HARTFORD — One week before the fall election, Democratic nominee Dan Malloy and Delaware Gov. Jack Markell visited a Hartford small business and its green building site.
Markell, chairman of the Democratic Governors Association, praised Malloy for his “laser focus on creating more green jobs and his strong record of bringing new jobs to Stamford.”
The business, Crosskey Architects, is known for its net zero energy efficient affordable housing, according to a release from Malloy’s campaign.
And its one of the many small businesses across the country that are among Democrats and Republican’s watch list of crucial constituents this campaign season. Both political parties are hoping they won’t vent thier frustrations on them on election day.
Last month, House Democrats approved a bill to loosen credit and axe taxes for struggling small businesses.

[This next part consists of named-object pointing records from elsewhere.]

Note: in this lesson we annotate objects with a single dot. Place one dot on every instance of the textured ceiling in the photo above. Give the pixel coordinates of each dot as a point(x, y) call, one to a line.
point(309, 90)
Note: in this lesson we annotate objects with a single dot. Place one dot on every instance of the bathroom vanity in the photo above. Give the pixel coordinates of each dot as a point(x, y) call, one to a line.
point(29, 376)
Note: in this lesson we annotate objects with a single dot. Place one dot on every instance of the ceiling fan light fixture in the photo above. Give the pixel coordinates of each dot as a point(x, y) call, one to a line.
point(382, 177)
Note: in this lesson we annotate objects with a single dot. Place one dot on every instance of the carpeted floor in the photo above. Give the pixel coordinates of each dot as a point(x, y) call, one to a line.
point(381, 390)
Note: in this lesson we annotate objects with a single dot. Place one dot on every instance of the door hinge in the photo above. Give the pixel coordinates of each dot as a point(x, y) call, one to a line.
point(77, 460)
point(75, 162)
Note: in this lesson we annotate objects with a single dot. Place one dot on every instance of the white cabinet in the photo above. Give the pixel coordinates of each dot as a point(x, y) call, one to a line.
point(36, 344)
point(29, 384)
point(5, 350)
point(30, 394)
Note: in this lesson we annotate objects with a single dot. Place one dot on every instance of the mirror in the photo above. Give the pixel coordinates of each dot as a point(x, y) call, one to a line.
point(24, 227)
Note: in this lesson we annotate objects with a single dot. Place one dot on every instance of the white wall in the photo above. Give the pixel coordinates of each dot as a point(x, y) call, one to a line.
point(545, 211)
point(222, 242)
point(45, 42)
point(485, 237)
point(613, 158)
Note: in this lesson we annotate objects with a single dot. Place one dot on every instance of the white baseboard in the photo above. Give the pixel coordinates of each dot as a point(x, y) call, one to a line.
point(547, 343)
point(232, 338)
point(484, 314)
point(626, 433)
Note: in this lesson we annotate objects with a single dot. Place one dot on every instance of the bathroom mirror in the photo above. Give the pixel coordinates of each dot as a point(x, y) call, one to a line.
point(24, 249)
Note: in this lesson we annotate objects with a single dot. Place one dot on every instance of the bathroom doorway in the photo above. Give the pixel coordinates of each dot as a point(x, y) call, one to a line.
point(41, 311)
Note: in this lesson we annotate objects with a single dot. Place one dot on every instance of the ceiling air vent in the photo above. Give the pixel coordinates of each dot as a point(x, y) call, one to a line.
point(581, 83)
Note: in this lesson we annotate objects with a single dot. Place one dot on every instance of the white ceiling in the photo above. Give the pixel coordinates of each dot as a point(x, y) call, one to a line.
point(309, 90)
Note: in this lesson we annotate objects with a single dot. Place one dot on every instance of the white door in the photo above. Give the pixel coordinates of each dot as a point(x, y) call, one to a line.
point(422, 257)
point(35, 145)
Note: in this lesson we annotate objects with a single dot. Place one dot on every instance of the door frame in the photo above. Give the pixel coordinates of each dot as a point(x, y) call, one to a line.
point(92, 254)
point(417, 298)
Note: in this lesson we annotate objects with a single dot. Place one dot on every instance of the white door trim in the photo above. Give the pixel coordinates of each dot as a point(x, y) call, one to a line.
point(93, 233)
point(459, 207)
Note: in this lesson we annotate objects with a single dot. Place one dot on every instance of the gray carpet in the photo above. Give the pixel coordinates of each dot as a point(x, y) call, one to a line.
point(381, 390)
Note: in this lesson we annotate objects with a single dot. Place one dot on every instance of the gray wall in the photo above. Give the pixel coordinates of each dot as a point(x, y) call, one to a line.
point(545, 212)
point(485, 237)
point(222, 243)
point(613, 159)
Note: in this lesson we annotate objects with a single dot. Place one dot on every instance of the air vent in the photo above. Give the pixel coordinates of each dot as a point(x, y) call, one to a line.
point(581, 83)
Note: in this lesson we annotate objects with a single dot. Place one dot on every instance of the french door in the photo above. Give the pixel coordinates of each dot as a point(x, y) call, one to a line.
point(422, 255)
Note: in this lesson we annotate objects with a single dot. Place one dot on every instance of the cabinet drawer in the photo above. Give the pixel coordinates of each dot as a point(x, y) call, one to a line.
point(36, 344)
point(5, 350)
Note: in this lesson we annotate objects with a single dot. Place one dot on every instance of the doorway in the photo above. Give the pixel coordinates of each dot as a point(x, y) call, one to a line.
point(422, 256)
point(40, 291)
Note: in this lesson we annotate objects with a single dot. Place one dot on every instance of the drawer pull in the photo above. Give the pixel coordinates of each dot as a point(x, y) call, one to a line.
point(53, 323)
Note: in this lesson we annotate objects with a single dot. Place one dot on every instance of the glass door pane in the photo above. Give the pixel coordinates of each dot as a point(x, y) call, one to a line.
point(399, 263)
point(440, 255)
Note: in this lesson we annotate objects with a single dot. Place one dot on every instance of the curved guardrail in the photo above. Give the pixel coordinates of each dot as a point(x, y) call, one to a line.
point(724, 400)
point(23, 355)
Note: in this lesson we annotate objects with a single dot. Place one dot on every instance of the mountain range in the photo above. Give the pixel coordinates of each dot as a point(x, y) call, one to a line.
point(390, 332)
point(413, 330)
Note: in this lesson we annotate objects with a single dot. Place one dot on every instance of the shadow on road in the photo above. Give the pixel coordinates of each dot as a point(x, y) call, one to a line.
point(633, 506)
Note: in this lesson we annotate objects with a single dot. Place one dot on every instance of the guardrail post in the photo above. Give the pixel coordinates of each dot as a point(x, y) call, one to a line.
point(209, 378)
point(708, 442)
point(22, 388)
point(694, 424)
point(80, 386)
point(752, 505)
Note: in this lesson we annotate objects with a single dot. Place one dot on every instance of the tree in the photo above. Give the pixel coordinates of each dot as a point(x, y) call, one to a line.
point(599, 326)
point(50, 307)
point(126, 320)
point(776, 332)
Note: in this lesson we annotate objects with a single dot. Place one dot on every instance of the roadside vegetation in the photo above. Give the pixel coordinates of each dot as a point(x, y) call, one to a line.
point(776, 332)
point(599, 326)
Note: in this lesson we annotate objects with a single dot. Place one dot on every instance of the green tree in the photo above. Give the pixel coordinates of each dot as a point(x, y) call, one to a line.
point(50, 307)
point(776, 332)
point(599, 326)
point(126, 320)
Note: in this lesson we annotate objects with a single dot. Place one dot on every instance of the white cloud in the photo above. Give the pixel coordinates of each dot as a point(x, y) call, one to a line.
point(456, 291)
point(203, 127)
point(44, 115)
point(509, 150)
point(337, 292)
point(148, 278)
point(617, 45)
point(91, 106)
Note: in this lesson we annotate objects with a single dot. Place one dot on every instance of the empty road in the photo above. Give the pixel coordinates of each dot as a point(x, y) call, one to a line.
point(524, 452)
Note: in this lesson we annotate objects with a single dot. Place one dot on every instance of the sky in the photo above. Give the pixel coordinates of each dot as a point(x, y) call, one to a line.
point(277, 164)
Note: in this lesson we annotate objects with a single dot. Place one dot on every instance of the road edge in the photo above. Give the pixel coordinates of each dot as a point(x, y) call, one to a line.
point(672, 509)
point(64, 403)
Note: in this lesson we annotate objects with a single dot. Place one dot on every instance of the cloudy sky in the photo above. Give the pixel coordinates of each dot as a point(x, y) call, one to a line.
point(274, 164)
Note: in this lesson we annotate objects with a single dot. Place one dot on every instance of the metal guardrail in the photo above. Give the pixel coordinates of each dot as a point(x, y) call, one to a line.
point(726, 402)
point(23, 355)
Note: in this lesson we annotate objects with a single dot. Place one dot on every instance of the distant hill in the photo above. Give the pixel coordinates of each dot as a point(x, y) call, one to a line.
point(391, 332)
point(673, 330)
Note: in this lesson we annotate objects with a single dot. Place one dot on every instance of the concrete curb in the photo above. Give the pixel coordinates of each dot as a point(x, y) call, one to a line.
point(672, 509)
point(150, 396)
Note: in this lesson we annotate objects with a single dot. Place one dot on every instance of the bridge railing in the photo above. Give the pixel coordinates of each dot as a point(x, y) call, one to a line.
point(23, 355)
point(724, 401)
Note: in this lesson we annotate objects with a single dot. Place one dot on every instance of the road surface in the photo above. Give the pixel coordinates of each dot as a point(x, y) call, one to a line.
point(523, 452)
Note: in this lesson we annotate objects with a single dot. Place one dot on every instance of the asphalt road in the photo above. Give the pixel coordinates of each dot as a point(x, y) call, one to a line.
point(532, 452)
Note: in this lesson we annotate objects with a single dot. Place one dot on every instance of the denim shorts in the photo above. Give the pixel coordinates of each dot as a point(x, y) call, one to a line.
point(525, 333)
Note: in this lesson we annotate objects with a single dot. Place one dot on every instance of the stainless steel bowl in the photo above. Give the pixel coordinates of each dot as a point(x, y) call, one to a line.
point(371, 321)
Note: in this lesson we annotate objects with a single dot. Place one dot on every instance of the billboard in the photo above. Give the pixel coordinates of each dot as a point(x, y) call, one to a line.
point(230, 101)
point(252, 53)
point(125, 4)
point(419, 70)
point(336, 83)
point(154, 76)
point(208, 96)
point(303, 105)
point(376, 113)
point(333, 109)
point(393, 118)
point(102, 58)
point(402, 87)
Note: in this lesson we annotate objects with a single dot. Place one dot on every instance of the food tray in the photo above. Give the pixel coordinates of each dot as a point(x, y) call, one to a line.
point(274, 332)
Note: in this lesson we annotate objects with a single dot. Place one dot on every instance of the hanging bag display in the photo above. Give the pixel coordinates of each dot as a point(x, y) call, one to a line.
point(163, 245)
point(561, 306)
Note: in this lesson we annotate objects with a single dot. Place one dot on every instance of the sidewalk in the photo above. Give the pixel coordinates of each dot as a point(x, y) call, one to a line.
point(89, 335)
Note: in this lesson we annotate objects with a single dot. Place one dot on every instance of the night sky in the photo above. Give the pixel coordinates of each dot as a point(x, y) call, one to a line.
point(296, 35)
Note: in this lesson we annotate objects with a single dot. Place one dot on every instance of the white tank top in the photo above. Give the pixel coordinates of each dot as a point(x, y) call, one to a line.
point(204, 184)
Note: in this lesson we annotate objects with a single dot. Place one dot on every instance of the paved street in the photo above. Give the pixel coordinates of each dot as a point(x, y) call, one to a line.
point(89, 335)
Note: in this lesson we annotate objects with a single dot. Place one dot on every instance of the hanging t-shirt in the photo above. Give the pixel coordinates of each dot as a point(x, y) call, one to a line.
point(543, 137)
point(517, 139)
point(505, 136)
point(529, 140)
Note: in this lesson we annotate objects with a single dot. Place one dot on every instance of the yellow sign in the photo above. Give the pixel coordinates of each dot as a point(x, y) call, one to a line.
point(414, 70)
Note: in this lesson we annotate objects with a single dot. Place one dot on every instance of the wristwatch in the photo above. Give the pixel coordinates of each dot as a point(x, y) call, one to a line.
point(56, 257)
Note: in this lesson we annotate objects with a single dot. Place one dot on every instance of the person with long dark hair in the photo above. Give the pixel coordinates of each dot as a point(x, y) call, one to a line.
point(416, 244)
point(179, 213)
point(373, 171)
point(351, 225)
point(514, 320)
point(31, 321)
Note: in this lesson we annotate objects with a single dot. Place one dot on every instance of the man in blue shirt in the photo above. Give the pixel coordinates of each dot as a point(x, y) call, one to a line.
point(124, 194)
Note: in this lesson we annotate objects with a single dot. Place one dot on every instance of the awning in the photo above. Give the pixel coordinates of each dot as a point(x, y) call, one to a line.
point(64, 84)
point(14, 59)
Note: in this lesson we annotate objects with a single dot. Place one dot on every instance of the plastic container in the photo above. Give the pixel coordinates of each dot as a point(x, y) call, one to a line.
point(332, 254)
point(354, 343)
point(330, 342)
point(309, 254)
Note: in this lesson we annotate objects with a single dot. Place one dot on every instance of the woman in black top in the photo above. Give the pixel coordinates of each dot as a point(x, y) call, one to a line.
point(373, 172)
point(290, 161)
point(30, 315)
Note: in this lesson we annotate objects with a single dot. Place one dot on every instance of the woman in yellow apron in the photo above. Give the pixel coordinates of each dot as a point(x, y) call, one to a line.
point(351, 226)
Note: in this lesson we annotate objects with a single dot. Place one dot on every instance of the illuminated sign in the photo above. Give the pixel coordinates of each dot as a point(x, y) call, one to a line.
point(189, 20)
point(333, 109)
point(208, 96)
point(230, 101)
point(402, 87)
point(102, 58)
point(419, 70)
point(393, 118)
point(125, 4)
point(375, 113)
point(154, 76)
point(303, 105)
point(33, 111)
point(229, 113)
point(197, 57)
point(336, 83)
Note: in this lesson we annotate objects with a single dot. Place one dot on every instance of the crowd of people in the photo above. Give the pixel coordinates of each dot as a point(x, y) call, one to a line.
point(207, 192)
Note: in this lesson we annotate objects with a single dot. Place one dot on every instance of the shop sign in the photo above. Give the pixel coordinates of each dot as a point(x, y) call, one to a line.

Despite that, a recent study shows that most small businesses are leaning Republican. According to he Discover Small Business Watch for October, 51 percent of small employers across the nation said a Republican-controlled Congress would be better for the economy, compared to 37 percent who leaned Democrat and 12 percent who said they were unsure.
In addition, the study asked which party best represented their interests. The responses then were as follows: 43 percent Republican, 40 percent Democrat. The other 17 percent were either unsure or chose another party.
Rasmussen Reports conducted the study, which polled 750 small-business owners with fewer than five employees between Oct. 10-12.